Elas são importantes, mas longe de cobrir todo o espectro de desafios que a
sociedade enfrenta.
E qual o
papel do município?
Ele
praticamente não existe, o que contradiz o processo histórico brasileiro
recente. Depois da Constituição de 1988, municípios passaram a ter envolvimento
crescente em áreas como saúde e educação. O artigo 144 diz que municípios só
podem formar guardas municipais, cuja missão é cuidar das estátuas e prédios
municipais. Mas as guardas municipais estão se proliferando pelo país, como no
caso de São Paulo, onde há quase 10 mil guardas.
Isso não é
inconstitucional?
É polêmico.
Qualquer cidadão pode prender qualquer outro cidadão que esteja cometendo um
crime, desde que isso seja feito em flagrante. Pode-se argumentar que os
guardas municipais só prendem em flagrante, e que quando o fazem agem como
cidadãos.

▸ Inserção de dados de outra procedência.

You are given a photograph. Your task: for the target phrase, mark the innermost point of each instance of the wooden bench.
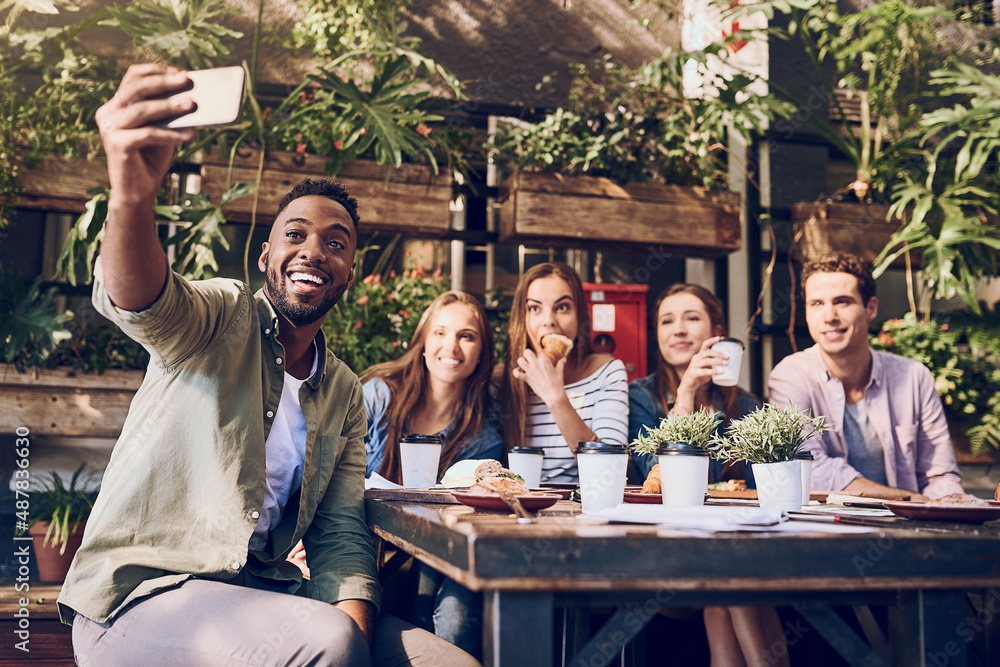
(49, 642)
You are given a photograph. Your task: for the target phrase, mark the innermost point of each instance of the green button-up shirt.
(185, 484)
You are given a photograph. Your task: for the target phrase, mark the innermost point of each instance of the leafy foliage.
(882, 56)
(30, 323)
(344, 121)
(952, 205)
(375, 319)
(963, 355)
(693, 429)
(202, 229)
(637, 125)
(769, 434)
(64, 506)
(186, 32)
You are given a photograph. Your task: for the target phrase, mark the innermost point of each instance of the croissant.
(556, 346)
(652, 483)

Mas é claro que na prática muitos estão armados, usam distintivos e
atuam como policiais.
De que modo
a redistribuição das forças policiais e a intensificação do papel da União
poderiam melhorar a segurança?
Para dar um
exemplo, a União deveria supervisionar a educação e formação dos policiais.
Hoje estes pontos são decididos de modo autônomo pelas instituições de cada
Estado. Temos situações como a dos policiais contratados para as UPPs, no Rio,
que estão sendo capacitados em três meses.
Três meses
mesmo para quem nunca foi policial?
Sim. É
inacreditável. Nas polícias temos um quadro babélico. Um Estado pode formar um
policial em um ano. Outro, em dois meses. Já aconteceu no Rio de policiais
serem formados em um mês. E não é só o tempo. Não há nenhuma padronização de
currículo. Não defendo a imposição de um currículo único, mas um ciclo básico
nacional seria razoável.
As UPPs
estão prestes a completar cinco anos. Que balanço seria possível fazer delas?
É um projeto
muito importante, mas não representa política pública porque não se
universaliza. Isso não será alcançado sem reformas. Com as polícias do Rio será
impossível. Apesar de terem milhares de profissionais honestos, as polícias do
Rio têm outros milhares envolvidos em crimes. Não há um só crime importante no
Rio sem a participação da polícia.
E qual a sua
avaliação do quadro da segurança de São Paulo, que vive a retomada do
crescimento dos homicídios?
Para agradar
setores da opinião pública que pedem políticas duras e para evitar
constrangimentos com as forças policiais, os governos acabaram tolerando a brutalidade
policial. Como os números caíram, não por conta da brutalidade, os governos
acabaram tolerando a violência. A valorização da Rota pelo secretário anterior
endossava certa postura na qual a corrupção não é tolerada, mas a brutalidade
sim.
A resolução
que estabelece que PMs não podem prestar socorro às vítimas é uma mudança
importante?
Sim. O novo
secretário de São Paulo, que não conheço, me pareceu muito bem intencionado.
Esta medida busca claramente conter as chacinas.